1School of Criminology, Simon Fraser University, Burnaby, Canada
Using qualitative methods, this doctoral research explores the growth and impact of Restorative Justice across three research sites: British Columbia (BC), Nova Scotia (NS) and Bangladesh (BD). The main objective of this paper is to map the development of RJ practices across BC, NS and BD. With that aim, survey and twenty four in-depth qualitative interviews—ten in BC, eight in NS and six in BD—have been conducted where visionaries and community practitioners from diverse background participated. Both snowball and purposive sampling techniques were used to recruit participants. This study finds contrasting examples of the role of government agencies, civil society organizations, community volunteers and funding mechanisms at different research sites. Whilst grassroots community played a pioneering role in BC, government agencies were key movers of RJ practices in NS. In Bangladesh, centuries-long salish practices, case backlogs and funding from the international community played a catalytic role to the growth of RJ and community-based justice practices. Issues that contributed to the growth of RJ in these three sites were categorized into macro, meso and micro factors. The findings of this research will not only contribute to the extant literature and practice of restorative justice, they will also play an important role within the research sites, which will set the stage for further research. The paper ends with a discussion of the challenges and areas for the future research.

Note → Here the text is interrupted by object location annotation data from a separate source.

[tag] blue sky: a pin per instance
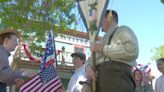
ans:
(146, 18)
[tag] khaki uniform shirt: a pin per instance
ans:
(122, 48)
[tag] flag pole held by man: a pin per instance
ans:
(46, 80)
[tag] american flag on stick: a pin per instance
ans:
(46, 80)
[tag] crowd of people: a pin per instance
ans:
(116, 54)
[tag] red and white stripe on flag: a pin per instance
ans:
(35, 85)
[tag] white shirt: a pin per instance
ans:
(74, 85)
(159, 85)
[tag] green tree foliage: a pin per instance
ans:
(34, 18)
(158, 52)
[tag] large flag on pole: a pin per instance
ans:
(49, 55)
(46, 80)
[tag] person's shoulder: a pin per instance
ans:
(124, 28)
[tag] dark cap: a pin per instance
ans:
(79, 54)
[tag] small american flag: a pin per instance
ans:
(49, 54)
(46, 80)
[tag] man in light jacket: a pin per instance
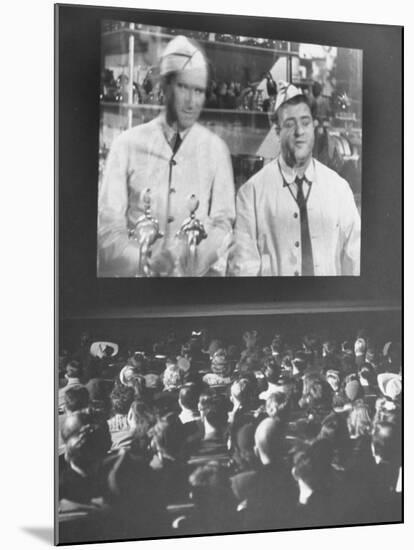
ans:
(175, 158)
(295, 217)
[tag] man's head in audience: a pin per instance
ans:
(386, 443)
(213, 412)
(271, 370)
(311, 468)
(76, 399)
(268, 440)
(87, 441)
(121, 399)
(276, 405)
(73, 371)
(188, 397)
(168, 438)
(242, 393)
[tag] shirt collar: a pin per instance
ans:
(289, 174)
(170, 131)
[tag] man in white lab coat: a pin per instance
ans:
(174, 157)
(295, 217)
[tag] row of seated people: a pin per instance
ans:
(291, 440)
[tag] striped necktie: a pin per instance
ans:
(176, 143)
(307, 256)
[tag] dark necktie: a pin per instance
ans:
(307, 256)
(176, 143)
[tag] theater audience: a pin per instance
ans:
(121, 400)
(287, 432)
(73, 377)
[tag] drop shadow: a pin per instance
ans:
(43, 533)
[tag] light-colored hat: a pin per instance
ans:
(285, 92)
(390, 384)
(101, 349)
(181, 55)
(360, 346)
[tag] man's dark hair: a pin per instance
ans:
(215, 409)
(188, 396)
(312, 464)
(386, 441)
(88, 442)
(316, 89)
(121, 398)
(296, 100)
(76, 398)
(73, 369)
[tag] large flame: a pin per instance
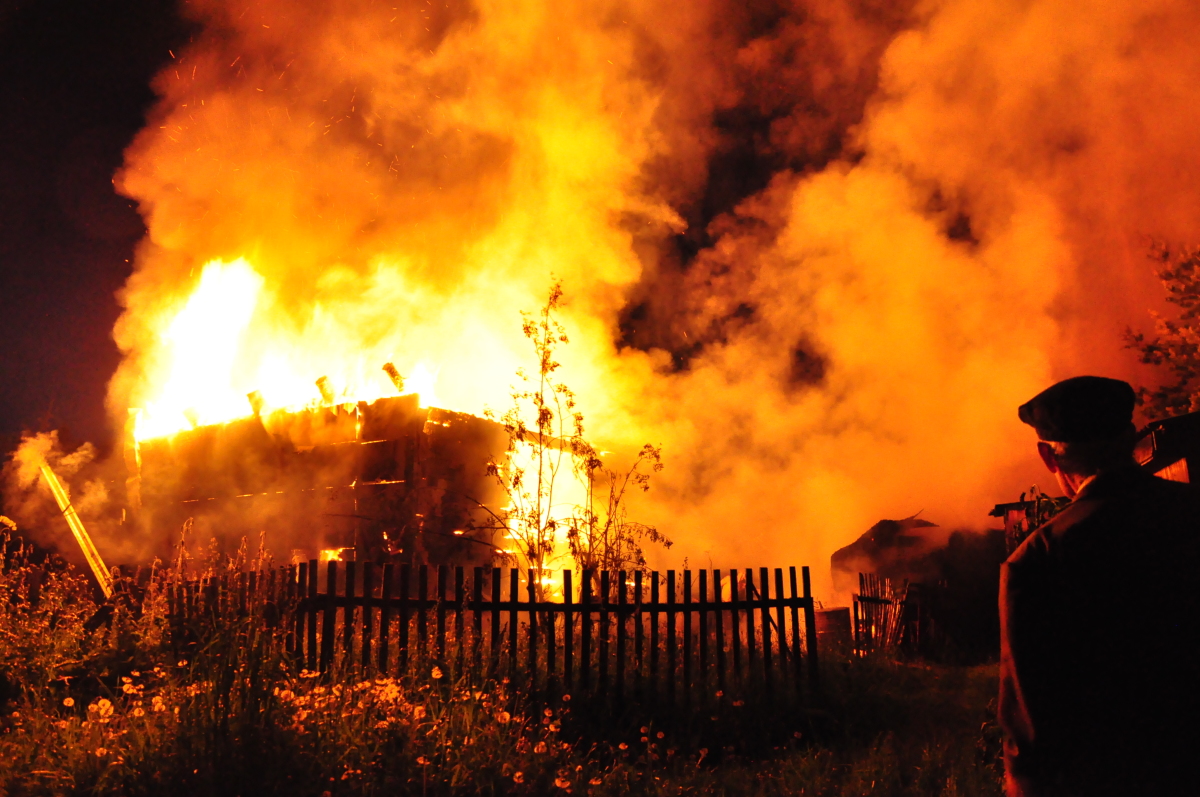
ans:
(819, 250)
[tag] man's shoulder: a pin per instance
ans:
(1114, 504)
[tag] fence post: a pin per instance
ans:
(460, 627)
(622, 618)
(671, 637)
(586, 631)
(496, 622)
(639, 633)
(423, 612)
(720, 630)
(385, 617)
(765, 595)
(443, 577)
(654, 630)
(532, 587)
(810, 631)
(796, 633)
(514, 619)
(604, 630)
(568, 633)
(702, 660)
(687, 636)
(329, 618)
(312, 615)
(367, 633)
(735, 625)
(477, 619)
(348, 615)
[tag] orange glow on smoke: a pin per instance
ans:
(951, 213)
(222, 345)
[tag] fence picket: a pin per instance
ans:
(322, 628)
(367, 631)
(385, 617)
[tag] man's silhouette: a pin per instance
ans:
(1099, 613)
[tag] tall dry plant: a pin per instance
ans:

M. Asadullah is a PhD candidate at Simon Fraser University’s School of Criminology. He has a Masters in Criminology from Simon Fraser University, Canada, and a Masters in Conflict Transformation from Eastern Mennonite University, USA. His research interests include restorative justice, village court, peacemaking criminology, indigenous justice and compassionate communication. As a sessional faculty, Asadullah taught Restorative Justice at Simon Fraser University and Peace & Conflict Studies at the University of the Fraser Valley for a number of semesters. He is the recipient of multiple awards and scholarships including ACJS Doctoral Fellowship Award, C.D. Nelson Memorial Graduate Award, Provost Prize of Distinction, Graduate Fellowship and Law Foundation Scholarship in Restorative Justice. Currently, he is the board member of Vancouver Association for Restorative Justice and Salish Sea Empathy Society. He volunteers in both federal and provincial prisons. Asadullah is an NVC Certification candidate with the Center for Nonviolent Communication, USA. To showcase his work, he has participated in a number of international trainings and conferences in Canada, China, Malaysia, Thailand, Norway, Turkey, UK, and USA.